E-service architectures have recently captured a lot of interest among researchers and developers. Among other issues, it is a well recognized challenge that some important architectural layers are yet to be developed and finalized (Ferris and Farrell 2003). The architecture we propose has some advantages. First, it grows out of real applications and provides a solution to real healthcare problems. Second, it refines other related architectures (see, e.g., Hagel and Brown 2001). It re-defines the service grid layer and application layer and allows for embedding the layers along with resource layer consistently into other existing models. It also refines the protocol layer into a finer architecture of four sub layers and shows how these sub layers support each other and support higher layers of the architecture. Third, our architecture bridges the gap in existing technologies and identifies several important but yet missing protocols to be developed or modified. For example, the vision of personal information nodes and the need for the privacy control lead to the need for the PCP that provides functionalities well beyond P3P currently under development. Similarly, many protocols and standards at the resource grid and application services layers are important but missing.

7 Conclusion

This paper proposed an integrated framework, consisting of distributed function grids and data grids and centralized application services, for implementing electronic medical records. It proposed layered implementation architecture and developed a prototype system as a proof of concept. The separation of data and functions, the compromise between distribution and centralization, and the division of layers and sub-layers bring in one key benefit. That is, our solution is incremental and allows an evolutionary path to an ambitious vision of interoperability and substitutability, as opposed to other existing projects that take all-or-none approaches.
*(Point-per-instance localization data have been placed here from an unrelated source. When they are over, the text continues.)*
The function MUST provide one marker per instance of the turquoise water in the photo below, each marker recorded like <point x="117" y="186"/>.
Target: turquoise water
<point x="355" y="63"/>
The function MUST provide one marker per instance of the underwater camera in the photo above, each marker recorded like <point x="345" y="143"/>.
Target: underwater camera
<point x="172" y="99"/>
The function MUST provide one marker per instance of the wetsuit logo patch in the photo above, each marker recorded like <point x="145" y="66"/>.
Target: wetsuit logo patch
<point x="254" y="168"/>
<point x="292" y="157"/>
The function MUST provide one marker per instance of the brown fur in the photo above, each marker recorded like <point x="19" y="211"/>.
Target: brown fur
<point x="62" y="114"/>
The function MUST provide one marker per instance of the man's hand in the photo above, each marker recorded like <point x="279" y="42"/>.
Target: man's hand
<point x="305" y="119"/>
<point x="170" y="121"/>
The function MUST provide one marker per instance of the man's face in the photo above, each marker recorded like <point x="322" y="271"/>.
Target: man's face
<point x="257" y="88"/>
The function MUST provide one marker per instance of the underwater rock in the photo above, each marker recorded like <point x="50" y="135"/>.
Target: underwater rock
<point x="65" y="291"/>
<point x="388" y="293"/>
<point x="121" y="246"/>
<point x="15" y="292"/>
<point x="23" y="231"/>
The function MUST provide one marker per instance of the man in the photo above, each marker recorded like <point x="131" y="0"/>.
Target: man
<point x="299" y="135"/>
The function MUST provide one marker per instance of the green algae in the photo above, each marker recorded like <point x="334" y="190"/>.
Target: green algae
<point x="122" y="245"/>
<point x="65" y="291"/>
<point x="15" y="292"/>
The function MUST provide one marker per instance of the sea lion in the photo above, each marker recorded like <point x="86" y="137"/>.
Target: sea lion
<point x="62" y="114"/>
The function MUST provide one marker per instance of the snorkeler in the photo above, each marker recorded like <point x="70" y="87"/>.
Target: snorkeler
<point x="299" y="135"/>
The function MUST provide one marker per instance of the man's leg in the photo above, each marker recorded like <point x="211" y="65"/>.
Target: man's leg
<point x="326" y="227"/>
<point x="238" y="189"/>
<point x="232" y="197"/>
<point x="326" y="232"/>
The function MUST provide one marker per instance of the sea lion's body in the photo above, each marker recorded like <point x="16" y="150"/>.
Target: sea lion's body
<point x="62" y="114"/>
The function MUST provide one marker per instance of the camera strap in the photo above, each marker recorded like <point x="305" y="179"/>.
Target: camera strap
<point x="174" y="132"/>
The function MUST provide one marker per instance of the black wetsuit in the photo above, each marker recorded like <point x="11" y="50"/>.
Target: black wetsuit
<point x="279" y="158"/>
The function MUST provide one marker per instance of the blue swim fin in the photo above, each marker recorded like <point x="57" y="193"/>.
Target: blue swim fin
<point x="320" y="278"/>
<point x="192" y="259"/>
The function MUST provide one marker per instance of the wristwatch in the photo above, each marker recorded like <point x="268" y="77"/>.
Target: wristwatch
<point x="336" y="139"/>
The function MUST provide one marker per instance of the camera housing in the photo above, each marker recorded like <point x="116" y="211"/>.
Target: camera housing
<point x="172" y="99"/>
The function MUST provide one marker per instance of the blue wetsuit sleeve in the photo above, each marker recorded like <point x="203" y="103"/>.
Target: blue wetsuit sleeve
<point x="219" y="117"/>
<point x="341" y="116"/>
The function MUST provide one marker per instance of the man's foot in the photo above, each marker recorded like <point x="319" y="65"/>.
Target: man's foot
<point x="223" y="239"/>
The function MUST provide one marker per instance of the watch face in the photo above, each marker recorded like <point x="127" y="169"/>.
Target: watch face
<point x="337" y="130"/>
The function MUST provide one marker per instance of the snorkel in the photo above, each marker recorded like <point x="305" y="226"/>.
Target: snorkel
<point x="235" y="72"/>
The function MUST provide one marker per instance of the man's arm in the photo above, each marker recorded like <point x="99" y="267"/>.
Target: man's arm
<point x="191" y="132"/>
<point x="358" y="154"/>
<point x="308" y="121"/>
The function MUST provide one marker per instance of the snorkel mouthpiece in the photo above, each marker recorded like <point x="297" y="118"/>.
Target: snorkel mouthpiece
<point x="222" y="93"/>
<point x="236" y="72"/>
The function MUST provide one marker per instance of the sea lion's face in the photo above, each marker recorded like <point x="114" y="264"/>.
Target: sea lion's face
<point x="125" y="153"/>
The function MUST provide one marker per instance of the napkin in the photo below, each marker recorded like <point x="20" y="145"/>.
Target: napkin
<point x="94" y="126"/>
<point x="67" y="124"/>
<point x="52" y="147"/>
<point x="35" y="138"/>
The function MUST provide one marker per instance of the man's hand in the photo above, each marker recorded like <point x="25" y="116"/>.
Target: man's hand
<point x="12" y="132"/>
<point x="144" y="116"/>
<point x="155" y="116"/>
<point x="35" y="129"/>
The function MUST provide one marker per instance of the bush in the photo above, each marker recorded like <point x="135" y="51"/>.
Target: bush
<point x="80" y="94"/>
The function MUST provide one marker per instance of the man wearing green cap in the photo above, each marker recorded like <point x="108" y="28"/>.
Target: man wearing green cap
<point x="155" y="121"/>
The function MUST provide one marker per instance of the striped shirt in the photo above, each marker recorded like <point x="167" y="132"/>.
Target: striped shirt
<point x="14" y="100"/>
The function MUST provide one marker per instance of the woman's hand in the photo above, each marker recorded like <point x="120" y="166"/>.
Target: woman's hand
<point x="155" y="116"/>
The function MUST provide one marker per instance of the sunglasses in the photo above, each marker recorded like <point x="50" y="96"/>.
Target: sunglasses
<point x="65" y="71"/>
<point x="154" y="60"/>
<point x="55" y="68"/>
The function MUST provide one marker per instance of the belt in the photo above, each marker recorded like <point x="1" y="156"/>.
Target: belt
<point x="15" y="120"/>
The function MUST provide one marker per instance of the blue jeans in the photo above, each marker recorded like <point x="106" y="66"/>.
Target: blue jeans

This study has several implications to healthcare organizations. First, due to open standards, there is no cost of entry or exit. Our approach is the least disruptive to existing practice. Clinics can choose their own pace and scope and gradually join the grids. While migrating to the service grids, they can continue to use their legacy systems and processes. While digitizing medical records, they still have access to their paper-based records besides a wealth of patient information already on the data grids. Second, our approach fits organizations of various sizes. Small clinics may choose to outsource their EMR services to application service providers while big corporations may find it more cost effective to subscribe to web services. Third, due to the separation of services and data, all application service and web services will share the same data and thus interoperability and substitutability problem vanishes in our strategy. This has an important implication to switching service providers. Due to the separation, data is no longer locked by any third party supplier. This allows clinics to switch to different suppliers with no or minimal interruption to their daily operations. In short, the typical issues associated with net outsourcing (Kern et al. 2002) disappear.

This study also has implications to design science, which aims to create and evaluate IT artifacts (i.e. software, formal logic, mathematics, etc.) by employing quantitative and technical approaches to solve problems in organizations and management (Hevner et al. 2004). Design science lies in the problem solving paradigm (Simon 1996), in which problem understanding and knowledge seeking is achieved through construction and application of design artifacts. Unlike the routine system building in which the existing knowledge is applied to a known problem, the goal of design science is to discover innovative ways to address unsolved problems and contribute to the existing knowledge base (Nunamaker et al. 1991). The development of EMR requires innovation strategies and creative prototypes, and this research provided an example of following the general guidelines and evaluations of design science (Hevner et al. 2004). The insights gained from this research have significant impacts for both the design and marketing of EMR systems from vendors as well as EMR adoption and development of successful implementation strategies from physicians and patients.